Airline losses expected as Trump's trade war lowers travel demand
Frontier Group, the parent company of Frontier Airlines, has withdrawn its financial projections for the year and anticipates a first-quarter loss, attributing the downturn to the impact of President Trump 's trade policies on travel demand.
This announcement follows a similar move by Delta Air Lines, which also retracted its full-year guidance.
Frontier cited a weakening in travel demand, forcing airlines to resort to fare discounts and promotions to attract passengers.
Given this unpredictable climate, the Denver-based carrier stated it could no longer stand by its previously issued 2025 outlook. Earlier this year, in February, Frontier had projected adjusted profits of at least $1.00 per share for the year and breakeven earnings of 7 cents per share for the first quarter.
The ongoing trade disputes initiated by the Trump administration have created turbulence in global markets, impacting both business and consumer confidence. Travel, often considered a discretionary expense, is particularly vulnerable to economic anxieties.

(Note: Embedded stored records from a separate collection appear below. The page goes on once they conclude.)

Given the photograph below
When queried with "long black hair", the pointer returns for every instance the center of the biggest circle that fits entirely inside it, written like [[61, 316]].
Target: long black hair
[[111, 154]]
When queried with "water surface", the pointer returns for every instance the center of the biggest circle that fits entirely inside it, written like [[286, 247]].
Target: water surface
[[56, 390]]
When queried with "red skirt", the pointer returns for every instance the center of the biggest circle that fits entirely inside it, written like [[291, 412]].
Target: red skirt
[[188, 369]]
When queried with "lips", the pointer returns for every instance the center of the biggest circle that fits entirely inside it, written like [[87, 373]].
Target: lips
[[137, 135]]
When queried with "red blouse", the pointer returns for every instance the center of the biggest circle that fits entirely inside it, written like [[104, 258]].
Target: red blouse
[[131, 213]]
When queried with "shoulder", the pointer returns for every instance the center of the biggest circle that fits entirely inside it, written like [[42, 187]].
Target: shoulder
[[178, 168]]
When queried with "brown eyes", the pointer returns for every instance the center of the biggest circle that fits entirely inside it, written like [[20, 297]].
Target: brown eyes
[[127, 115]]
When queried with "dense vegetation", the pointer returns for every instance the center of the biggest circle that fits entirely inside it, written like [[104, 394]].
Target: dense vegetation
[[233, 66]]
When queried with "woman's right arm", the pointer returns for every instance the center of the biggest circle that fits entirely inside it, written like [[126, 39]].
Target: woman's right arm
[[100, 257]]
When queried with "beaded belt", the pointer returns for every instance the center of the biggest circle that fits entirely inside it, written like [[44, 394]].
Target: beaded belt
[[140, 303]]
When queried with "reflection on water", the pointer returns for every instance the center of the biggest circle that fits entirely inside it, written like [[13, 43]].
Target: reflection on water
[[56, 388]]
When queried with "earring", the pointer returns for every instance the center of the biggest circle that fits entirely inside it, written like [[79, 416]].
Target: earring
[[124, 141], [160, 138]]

These growing concerns have cast a shadow over the airline industry's prospects, contributing to a decline in airline stocks.
Weakening consumer demand has also undermined the industry's pricing power. Airline fares fell 5.3 per cent in March from a month ago, posting their steepest monthly decline since September 2021, according to data from the US Labor Department.
Frontier's shares fell about 12.5 per cent on Thursday and have shaved off half their value so far this year. Shares of Southwest (LUV.N), Alaska (ALK.N), Delta, United (UAL.O) and American Airlines fell between 10 per cent and 14 per cent on Thursday.
The S&P 1500 Airlines index is down about 37 per cent so far this year, compared with the wider S&P 500's 10.43 per cent drop.
Battered global markets and anxious global leaders welcomed Wednesday's reprieve when Trump suddenly decided to freeze most of his hefty new duties for 90 days.
But the selloff resumed on Thursday amid fears of a worsening trade war with China. Frontier said it expects a modest 5 per cent revenue growth in the first quarter, adding it would continue to monitor demand and adjust capacity as needed.
It has cut capacity, or the seats available on flights, for the June quarter to avoid lowering fares and protect margins. It now expects a low single-digit year-on-year decline in capacity in the second quarter.
Frontier expects an adjusted quarterly loss in the range of 20 to 24 cents per share, compared with analysts' average estimate of a loss of $0.03 per share, according to data compiled by LSEG. The company will report its quarterly earnings on May 1.